Equivalent Instances for Scheduling and Packing Problems
Klaus Jansen, Kai Kahler, Corinna Wambsganz
TL;DR
The paper studies static equivalent instances for scheduling and packing problems, formalizing equivalence notions that preserve solution sets under efficient transformations. It sharpens the coefficient-reduction toolkit, notably improving the $\\ell_1$-norm bound for equivalent vectors, and derives small static equivalents for Knapsack, SubsetSum, and various ILP variants. It further provides a kernel for feasibility ILPs and, via balancing techniques, an compact equivalent for LoadBalancing on identical machines. These results advance kernelization and FPT-style preprocessing by enabling substantial instance compression while preserving solvability, albeit with exponential-time constructibility in general.
Abstract
Two instances $(I,k)$ and $(I',k')$ of a parameterized problem $P$ are equivalent if they have the same set of solutions (static equivalent) or if the set of solutions of $(I,k)$ can be constructed by the set of solutions for $(I',k')$ and some computable pre-solutions. If the algorithm constructing such a (static) equivalent instance whose size is polynomial bounded runs in fixed-parameter tractable (FPT) time, we say that there exists a (static) equivalent instance for this problem. In this paper we present (static) equivalent instances for Scheduling and Knapsack problems. We improve the bound for the $\ell_1$-norm of an equivalent vector given by Eisenbrand, Hunkenschröder, Klein, Koutecký, Levin, and Onn and show how this yields equivalent instances for integer linear programs (ILPs) and related problems. We obtain an $O(MN^2\log(NU))$ static equivalent instance for feasibility ILPs where $M$ is the number of constraints, $N$ is the number of variables and $U$ is an upper bound for the $\ell_\infty$-norm of the smallest feasible solution. With this, we get an $O(n^2\log(n))$ static equivalent instance for Knapsack where $n$ is the number of items.
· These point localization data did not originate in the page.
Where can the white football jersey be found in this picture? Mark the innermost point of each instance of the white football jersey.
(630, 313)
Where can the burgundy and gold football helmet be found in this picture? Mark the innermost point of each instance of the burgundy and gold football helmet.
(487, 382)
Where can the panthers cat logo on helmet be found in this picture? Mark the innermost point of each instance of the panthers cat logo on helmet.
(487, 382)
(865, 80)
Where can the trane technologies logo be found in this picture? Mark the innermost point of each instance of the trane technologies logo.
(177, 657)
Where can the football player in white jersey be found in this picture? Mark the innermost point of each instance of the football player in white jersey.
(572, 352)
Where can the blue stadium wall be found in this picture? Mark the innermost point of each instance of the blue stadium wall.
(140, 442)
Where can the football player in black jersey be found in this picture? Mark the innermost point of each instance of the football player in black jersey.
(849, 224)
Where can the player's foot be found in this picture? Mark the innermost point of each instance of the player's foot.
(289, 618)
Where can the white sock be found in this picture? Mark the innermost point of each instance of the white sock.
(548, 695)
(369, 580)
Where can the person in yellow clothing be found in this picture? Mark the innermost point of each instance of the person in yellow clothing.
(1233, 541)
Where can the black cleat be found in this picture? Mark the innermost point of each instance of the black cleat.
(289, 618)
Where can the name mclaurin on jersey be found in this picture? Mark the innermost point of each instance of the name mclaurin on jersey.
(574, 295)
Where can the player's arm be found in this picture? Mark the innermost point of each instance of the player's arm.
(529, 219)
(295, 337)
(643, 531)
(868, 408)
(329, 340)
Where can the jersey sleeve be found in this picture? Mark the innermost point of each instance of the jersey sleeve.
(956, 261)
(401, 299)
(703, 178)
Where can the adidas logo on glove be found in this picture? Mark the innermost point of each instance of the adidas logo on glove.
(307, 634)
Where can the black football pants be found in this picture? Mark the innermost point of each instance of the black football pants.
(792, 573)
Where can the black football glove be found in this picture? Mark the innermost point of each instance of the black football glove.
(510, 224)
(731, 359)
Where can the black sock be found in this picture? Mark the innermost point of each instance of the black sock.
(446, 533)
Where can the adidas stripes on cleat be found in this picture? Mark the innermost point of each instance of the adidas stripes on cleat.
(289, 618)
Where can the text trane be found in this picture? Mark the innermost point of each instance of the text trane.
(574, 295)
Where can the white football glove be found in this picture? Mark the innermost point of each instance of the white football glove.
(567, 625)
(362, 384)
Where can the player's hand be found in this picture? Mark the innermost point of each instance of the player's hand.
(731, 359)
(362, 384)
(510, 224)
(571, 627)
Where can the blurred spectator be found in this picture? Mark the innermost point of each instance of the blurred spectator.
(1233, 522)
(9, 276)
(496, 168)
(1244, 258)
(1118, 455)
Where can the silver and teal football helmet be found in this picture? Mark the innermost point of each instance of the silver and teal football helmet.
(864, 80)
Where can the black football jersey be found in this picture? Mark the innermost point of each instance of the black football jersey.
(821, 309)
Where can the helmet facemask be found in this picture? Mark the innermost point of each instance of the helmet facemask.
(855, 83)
Moreover, we give an $O(M^2N\log(NMΔ))$ kernel for feasibility ILPs where $Δ$ is an upper bound for the $\ell_\infty$-norm of the given constraint matrix. Using balancing results by Knop et al., the ConfILP and a proximity result by Eisenbrand and Weismantel we give an $O(d^2\log(p_{\max}))$ equivalent instance for LoadBalancing, a generalization of scheduling problems. Here $d$ is the number of different processing times and $p_{\max}$ is the largest processing time.